Why is neonatal myocardium more prone for heart failure?
Contractile elements form 30% of the fetal heart while it forms 60% in the adult. Immature myocytes lack sufficient sarcoplasmic reticulum and mitochondria. There is also a decreased level of cellular transport. This makes the neonatal myocardium more prone for heart failure. When the number of mitochondria increase, the myocardium matures to utilize fatty acids instead of carbohydrates as the major energy source.

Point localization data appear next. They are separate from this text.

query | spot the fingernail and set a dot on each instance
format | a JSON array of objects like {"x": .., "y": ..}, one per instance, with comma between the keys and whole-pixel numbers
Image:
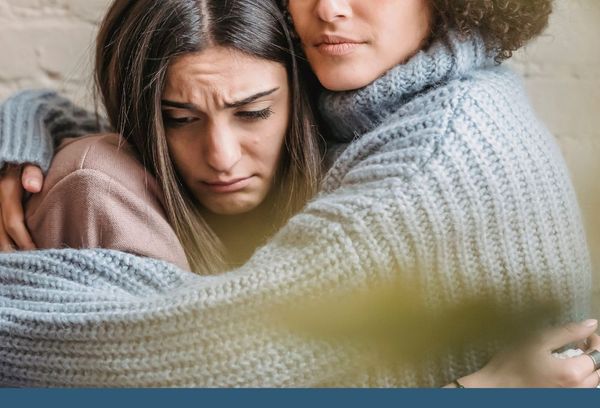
[
  {"x": 590, "y": 323},
  {"x": 33, "y": 183}
]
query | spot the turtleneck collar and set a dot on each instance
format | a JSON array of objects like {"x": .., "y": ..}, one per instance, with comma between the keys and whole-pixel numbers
[{"x": 353, "y": 113}]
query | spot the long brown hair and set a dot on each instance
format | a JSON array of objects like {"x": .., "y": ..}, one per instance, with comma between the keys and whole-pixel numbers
[
  {"x": 137, "y": 41},
  {"x": 505, "y": 25}
]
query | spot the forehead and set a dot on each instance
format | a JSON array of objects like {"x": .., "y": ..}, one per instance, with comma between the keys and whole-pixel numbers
[{"x": 223, "y": 71}]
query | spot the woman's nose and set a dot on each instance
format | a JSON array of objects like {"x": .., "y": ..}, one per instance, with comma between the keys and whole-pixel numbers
[
  {"x": 333, "y": 10},
  {"x": 222, "y": 149}
]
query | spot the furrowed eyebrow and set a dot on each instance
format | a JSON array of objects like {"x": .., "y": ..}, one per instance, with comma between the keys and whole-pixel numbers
[
  {"x": 250, "y": 99},
  {"x": 228, "y": 105}
]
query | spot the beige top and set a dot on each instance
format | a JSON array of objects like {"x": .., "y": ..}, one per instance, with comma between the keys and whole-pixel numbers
[{"x": 97, "y": 194}]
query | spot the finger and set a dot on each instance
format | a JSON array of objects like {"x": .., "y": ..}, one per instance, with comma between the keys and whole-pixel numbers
[
  {"x": 591, "y": 381},
  {"x": 571, "y": 333},
  {"x": 593, "y": 343},
  {"x": 6, "y": 244},
  {"x": 13, "y": 219},
  {"x": 583, "y": 364},
  {"x": 32, "y": 178}
]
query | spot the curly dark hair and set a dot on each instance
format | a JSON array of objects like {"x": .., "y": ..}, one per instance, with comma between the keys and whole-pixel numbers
[{"x": 505, "y": 25}]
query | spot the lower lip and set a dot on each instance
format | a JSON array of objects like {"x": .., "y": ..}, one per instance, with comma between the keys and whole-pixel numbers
[
  {"x": 338, "y": 50},
  {"x": 228, "y": 188}
]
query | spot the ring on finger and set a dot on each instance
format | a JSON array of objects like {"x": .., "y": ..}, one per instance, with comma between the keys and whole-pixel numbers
[{"x": 595, "y": 356}]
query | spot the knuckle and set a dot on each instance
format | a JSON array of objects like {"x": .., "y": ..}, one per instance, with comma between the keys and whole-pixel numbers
[
  {"x": 571, "y": 376},
  {"x": 12, "y": 227}
]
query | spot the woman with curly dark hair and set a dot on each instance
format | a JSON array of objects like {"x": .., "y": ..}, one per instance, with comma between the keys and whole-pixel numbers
[{"x": 440, "y": 170}]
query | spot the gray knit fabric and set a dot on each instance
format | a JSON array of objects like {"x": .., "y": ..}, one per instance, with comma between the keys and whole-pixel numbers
[
  {"x": 33, "y": 121},
  {"x": 450, "y": 176}
]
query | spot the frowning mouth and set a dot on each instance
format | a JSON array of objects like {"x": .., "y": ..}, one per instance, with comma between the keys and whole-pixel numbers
[
  {"x": 334, "y": 45},
  {"x": 227, "y": 186}
]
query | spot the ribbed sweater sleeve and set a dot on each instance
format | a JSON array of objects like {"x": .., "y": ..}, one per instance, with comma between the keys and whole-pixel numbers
[
  {"x": 32, "y": 122},
  {"x": 103, "y": 318}
]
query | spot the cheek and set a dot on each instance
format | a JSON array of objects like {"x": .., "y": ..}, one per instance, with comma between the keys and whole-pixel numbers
[
  {"x": 181, "y": 154},
  {"x": 266, "y": 146}
]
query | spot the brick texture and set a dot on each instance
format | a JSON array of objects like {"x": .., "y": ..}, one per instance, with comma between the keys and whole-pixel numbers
[{"x": 47, "y": 43}]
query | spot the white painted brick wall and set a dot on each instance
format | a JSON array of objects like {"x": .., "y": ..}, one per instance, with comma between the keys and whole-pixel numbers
[{"x": 47, "y": 43}]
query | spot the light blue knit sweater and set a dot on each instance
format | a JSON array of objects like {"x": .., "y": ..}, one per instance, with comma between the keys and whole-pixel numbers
[{"x": 448, "y": 174}]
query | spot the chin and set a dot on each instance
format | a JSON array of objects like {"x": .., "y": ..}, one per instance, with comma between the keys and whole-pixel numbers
[
  {"x": 230, "y": 207},
  {"x": 339, "y": 80}
]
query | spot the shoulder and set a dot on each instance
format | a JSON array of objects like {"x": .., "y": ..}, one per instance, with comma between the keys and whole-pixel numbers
[{"x": 107, "y": 156}]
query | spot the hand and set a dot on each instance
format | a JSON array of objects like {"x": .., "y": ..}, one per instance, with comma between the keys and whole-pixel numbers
[
  {"x": 14, "y": 181},
  {"x": 533, "y": 365}
]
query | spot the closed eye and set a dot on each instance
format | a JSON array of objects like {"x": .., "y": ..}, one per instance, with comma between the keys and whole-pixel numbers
[
  {"x": 172, "y": 121},
  {"x": 255, "y": 115}
]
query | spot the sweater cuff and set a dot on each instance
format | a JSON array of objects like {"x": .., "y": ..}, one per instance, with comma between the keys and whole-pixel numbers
[{"x": 32, "y": 122}]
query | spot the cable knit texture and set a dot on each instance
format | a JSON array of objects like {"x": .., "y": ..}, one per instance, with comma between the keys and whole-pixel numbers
[
  {"x": 30, "y": 120},
  {"x": 449, "y": 175}
]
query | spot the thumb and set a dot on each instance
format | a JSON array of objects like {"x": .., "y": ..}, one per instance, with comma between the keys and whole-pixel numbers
[
  {"x": 32, "y": 178},
  {"x": 571, "y": 333}
]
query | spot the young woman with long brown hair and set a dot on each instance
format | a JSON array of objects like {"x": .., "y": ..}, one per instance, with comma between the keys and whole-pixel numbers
[{"x": 431, "y": 181}]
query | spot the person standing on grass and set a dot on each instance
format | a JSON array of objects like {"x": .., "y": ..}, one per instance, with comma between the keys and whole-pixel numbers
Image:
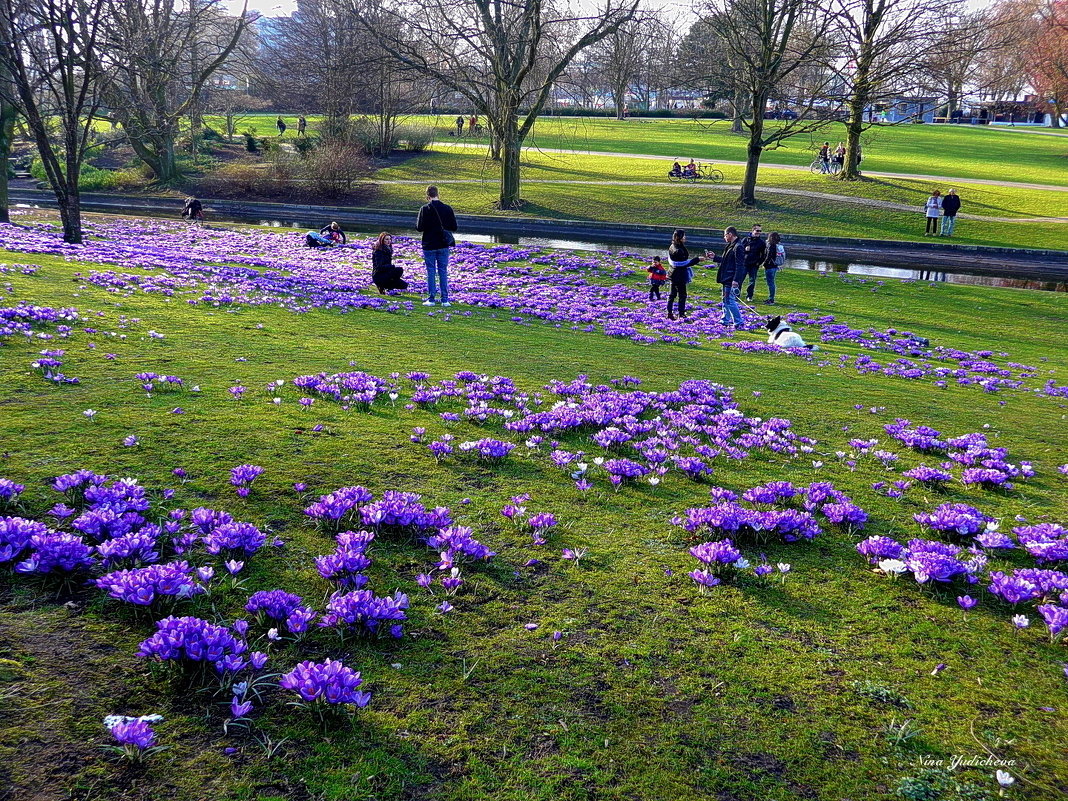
[
  {"x": 658, "y": 277},
  {"x": 951, "y": 204},
  {"x": 731, "y": 275},
  {"x": 681, "y": 272},
  {"x": 753, "y": 252},
  {"x": 775, "y": 257},
  {"x": 931, "y": 210},
  {"x": 437, "y": 223}
]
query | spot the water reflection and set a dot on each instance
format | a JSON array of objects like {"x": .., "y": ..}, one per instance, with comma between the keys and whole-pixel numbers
[{"x": 870, "y": 270}]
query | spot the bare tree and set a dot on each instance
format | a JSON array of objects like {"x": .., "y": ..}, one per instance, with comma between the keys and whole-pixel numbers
[
  {"x": 9, "y": 113},
  {"x": 311, "y": 60},
  {"x": 50, "y": 50},
  {"x": 622, "y": 57},
  {"x": 161, "y": 53},
  {"x": 780, "y": 49},
  {"x": 502, "y": 56},
  {"x": 879, "y": 41}
]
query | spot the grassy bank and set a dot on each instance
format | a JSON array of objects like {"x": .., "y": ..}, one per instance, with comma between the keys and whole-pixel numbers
[{"x": 763, "y": 689}]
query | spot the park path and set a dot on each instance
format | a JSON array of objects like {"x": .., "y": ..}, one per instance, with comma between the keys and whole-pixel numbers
[
  {"x": 795, "y": 168},
  {"x": 735, "y": 187}
]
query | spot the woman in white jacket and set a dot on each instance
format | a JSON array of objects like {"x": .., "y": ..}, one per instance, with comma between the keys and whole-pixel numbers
[{"x": 932, "y": 209}]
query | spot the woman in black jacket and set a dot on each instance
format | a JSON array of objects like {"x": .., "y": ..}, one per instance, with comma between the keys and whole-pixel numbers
[
  {"x": 383, "y": 273},
  {"x": 681, "y": 272}
]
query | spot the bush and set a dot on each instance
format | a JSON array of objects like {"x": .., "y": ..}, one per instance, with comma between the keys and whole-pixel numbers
[
  {"x": 304, "y": 145},
  {"x": 236, "y": 179},
  {"x": 336, "y": 168},
  {"x": 415, "y": 138}
]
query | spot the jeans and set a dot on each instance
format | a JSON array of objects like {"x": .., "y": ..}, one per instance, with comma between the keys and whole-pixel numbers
[
  {"x": 769, "y": 275},
  {"x": 679, "y": 292},
  {"x": 437, "y": 270},
  {"x": 751, "y": 271},
  {"x": 731, "y": 311}
]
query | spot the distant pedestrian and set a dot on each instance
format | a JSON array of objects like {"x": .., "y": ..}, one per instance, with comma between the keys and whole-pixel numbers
[
  {"x": 437, "y": 223},
  {"x": 951, "y": 204},
  {"x": 193, "y": 210},
  {"x": 753, "y": 251},
  {"x": 931, "y": 210},
  {"x": 658, "y": 277},
  {"x": 383, "y": 273},
  {"x": 681, "y": 272},
  {"x": 825, "y": 158},
  {"x": 731, "y": 275},
  {"x": 774, "y": 258}
]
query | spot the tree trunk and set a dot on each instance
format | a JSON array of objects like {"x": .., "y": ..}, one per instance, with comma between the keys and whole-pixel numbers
[
  {"x": 854, "y": 126},
  {"x": 748, "y": 194},
  {"x": 736, "y": 126},
  {"x": 511, "y": 152},
  {"x": 71, "y": 215},
  {"x": 8, "y": 115}
]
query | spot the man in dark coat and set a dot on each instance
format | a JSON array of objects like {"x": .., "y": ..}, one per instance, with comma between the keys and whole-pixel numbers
[
  {"x": 951, "y": 204},
  {"x": 753, "y": 251},
  {"x": 436, "y": 222},
  {"x": 731, "y": 273}
]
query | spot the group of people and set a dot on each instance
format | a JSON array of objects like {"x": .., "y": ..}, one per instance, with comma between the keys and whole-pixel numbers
[
  {"x": 682, "y": 172},
  {"x": 472, "y": 123},
  {"x": 436, "y": 222},
  {"x": 837, "y": 156},
  {"x": 301, "y": 126},
  {"x": 945, "y": 206},
  {"x": 742, "y": 258}
]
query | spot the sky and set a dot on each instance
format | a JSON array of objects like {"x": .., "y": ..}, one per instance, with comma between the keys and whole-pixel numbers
[{"x": 284, "y": 8}]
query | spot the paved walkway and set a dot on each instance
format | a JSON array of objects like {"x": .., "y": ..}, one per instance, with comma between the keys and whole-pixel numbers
[
  {"x": 796, "y": 168},
  {"x": 735, "y": 187}
]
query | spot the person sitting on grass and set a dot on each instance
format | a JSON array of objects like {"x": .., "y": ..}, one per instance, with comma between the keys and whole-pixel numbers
[
  {"x": 193, "y": 210},
  {"x": 333, "y": 233},
  {"x": 383, "y": 273}
]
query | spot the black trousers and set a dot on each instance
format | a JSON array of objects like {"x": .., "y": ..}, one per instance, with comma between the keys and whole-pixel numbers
[{"x": 677, "y": 291}]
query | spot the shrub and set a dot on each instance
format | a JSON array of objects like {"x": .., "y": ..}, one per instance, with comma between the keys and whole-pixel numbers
[{"x": 415, "y": 138}]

There is structural difference between the neonatal myocyte and the mature myocyte. The neonatal myocyte is short, rounded and not well organized intracellularly, while the mature myocyte is slender, longer and well organized intracellularly. Though neonatal myocardium has lower ability to develop tension, its function can be augmented by inotropic support. This factor is of great help in managing neonatal heart failure.
But the Frank-Starling mechanism whereby cardiac output increases on increasing the preload is intact in the neonatal myocardium. Hence cardiac output can increase with higher filling and inotropy as well as with increase in heart rate.
After birth, the left ventricular myocytes proliferate faster than the right ventricular myocytes because of increase in the systemic vascular resistance. Ventricular acidic fibroblast growth factor released locally contributes to this hyperplastic growth. After the initial few weeks, it is more of hypertrophy rather than hyperplasia which contributes to increase in left ventricular mass. This is in response to the higher hemodynamic workload as well as circulating growth factors and catecholamines.